Third, now that Kim has a few bombs, and might build a few more, the United States has less trouble persuading other powers that North Korea is a threat to the cause of nuclear nonproliferation. It’s plausible that Pyongyang might sell a bomb or bomb-making materials to rogue regimes or terrorists, if just to earn much-needed hard currency. As a result, more countries are willing to cooperate in blocking or boarding North Korean ships or airplanes that are suspected of carrying contraband.

None of this is to suggest that Obama should cut off all ties with North Korea and let the country stew in its putrid juices. For one thing, the regime isn’t about to implode—China will continue to ensure that—and intensified isolation will only work in the regime’s favor.

To the contrary, Obama and U.S. allies in the region should do everything they can to engage Pyongyang—not so much on its nuclear program, at least not until Kim agrees to take serious measures toward disarmament. Rather, they should offer to help North Korea’s ailing economy—but in ways that also open up its society to the outside world.

The threat to go nuclear gave Kim the leverage to extract foreign aid while keeping a clamp on foreign influences. Now that he’s surrendered that leverage, it’s time to maneuver him into opening the door wide.

In an excellent article in the November/December 2009 issue of Foreign Affairs, Andrei Lankov, a Russian émigré who teaches history at Kookmin University in Seoul, calls this approach “subversive engagement.” The Pyongyang regime, Lankov writes, is “remarkably immune to outside pressure.” But it’s potentially quite vulnerable to “radical transformation” from within, if enough well-placed North Koreans are exposed to—and thus realize the possibilities of—attractive alternatives to their system.

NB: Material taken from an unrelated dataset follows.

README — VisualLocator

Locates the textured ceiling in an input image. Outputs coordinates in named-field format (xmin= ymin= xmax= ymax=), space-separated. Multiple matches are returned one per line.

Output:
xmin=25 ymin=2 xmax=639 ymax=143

Daniel Sneider, associate director of Stanford University’s Shorenstein Asia-Pacific Research Center, agrees. “We should make things as difficult as possible for North Korean leaders,” he said in a phone interview. “At the same time, we should offer them the easiest opportunities for markets, student exchanges, and humanitarian assistance but only if we have access to distribute the goods. And we should keep talks open on everything—in part to leap into action if they finally get serious on disarmament, in part to make possible all the other things designed to open things up.”

The idea, Sneider says, is not to impose change from outside, which is probably impossible. Rather, it is to create the conditions for change from within—to exacerbate the internal dilemmas that Kim Jong-il has always faced but that he now has less leverage to manipulate.

There are almost certainly divisions within the North Korean government over whether, and how, to open up the society. For a brief period, Kim opened private markets in limited areas and allowed foreign currencies to be traded. Recently, fearful of the freedoms these practices were unleashing, he shut down most of the markets and put very tight limits on foreign currencies. Some people were getting a little rich, and experiencing new delights, in this period—including, no doubt, people in positions of some power. They may be chafing at the sudden losses. If things are opened up again—or, as is more likely, if they’re opened, then shut, then opened, then shut—then, at some point, the new economic elites might translate their interests into political action.